A consistently high proportion of candidates are incumbents. Two General Elections stand out as having a much lower proportion than normal. In 1946, only 13% of candidates were incumbents. The previous General Election had been held in 1934, and most of the Keys had served for eight years, including six years of global war. Incumbents may have chosen not to stand because they did not wish to continue this form of public service even longer, or because of their assessment of the electorate’s desire for change.  The proportion in 1986 was even lower, with only 9% of the candidates under the new electoral system being incumbents, and their success rate being comparatively close to non-incumbents (57% vs 32%). Incumbents may have considered that changes to the electoral system made it more difficult to assess their chances of success, or to manage their campaigns. There is a – less pronounced – drop in the percentage of candidates who are incumbents in other General Elections where there have been changes in the electoral system (for instance 2016).

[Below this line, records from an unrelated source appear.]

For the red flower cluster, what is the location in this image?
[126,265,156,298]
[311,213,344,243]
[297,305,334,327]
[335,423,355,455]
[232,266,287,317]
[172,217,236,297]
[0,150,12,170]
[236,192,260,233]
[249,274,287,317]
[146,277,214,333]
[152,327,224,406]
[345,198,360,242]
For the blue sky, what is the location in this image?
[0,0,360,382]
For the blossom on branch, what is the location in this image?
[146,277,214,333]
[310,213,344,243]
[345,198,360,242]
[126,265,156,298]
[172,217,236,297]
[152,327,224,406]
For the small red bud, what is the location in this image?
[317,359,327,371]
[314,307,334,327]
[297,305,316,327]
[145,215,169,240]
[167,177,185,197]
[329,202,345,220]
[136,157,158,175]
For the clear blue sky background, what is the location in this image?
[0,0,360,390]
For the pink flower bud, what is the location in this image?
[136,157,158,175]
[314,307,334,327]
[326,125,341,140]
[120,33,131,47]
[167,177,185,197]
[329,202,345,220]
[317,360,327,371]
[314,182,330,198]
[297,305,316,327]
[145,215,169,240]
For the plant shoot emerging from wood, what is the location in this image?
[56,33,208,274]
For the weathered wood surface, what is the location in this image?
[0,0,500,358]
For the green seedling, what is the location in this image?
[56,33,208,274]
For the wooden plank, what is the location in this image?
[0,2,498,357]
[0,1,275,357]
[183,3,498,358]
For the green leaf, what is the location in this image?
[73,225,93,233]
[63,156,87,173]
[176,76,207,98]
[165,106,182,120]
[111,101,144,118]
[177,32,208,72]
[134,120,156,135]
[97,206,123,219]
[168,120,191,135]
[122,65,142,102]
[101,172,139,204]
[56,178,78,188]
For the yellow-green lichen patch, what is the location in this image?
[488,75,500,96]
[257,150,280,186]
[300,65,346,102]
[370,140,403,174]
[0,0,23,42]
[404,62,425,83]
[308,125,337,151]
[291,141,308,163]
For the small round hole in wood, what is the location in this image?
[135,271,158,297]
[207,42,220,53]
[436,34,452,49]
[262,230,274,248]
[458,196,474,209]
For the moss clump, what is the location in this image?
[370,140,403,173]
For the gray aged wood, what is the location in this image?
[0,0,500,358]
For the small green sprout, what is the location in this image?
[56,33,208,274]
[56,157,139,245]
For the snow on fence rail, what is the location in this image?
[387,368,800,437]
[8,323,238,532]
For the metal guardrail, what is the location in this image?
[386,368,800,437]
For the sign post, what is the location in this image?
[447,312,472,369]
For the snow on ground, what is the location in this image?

One point to bring out is how often the electorate have been offered the option to have a House of Keys composed of a majority of incumbents, and the times that has actually materialised. A majority of Keys seats were contested by an incumbent (interpreting the term widely when there has been a change of the number of seats or the voting system, discussed more fully below) in every General Election except 1946 (when only 7 incumbents of the long House of Keys which had been elected in the pre-war election of 1934 contested the election), 1986 (when in a radically different electoral system only 7 incumbents contested the election), and 2016 (when in the first elections to 12 two member constituents, 12 incumbents stood). Half or more of the Keys consisted of incumbents following every General Election except 1946, 1976, 1986 (the first election under a very different electoral system), 1996 (the first election after the return to first past the post), and 2016 (the first election under the 12 2 seat constituency system).  

That sounds like a very significant number of seats held by incumbents across the century. We can, however, easily compare the proportion of new MPs in the UK Parliament and new MHKs in Tynwald for  1979-2019. Mapping the UK General Election onto the closest Manx General Election we find:

When contrasted with the larger, party institutionalised, neighbouring system, it is striking how much more volatile membership of the House of Keys is compared with the House of Commons. Only in 2011 (Keys) and 2010 (Commons) do we find a similar proportion of new members to the House: 33% in the Keys compared to 35% in the Commons. This was an exceptional point however – overwhelmingly, a higher percentage of the Keys are sitting for the first time as opposed to the Commons. In the period 1976-2021, in 5 of the 10 comparator points, more than half of the Keys were sitting for the first time; the highest percentage of new MPs sitting was 37% in 1997, followed by 35% in 2010 – in both cases, reflecting a change of the majority party in the Commons. Widening the scope slightly, the record number of new MPs elected in the 1945 election, 51%, would be completely unexceptional on the Manx scene since 1924.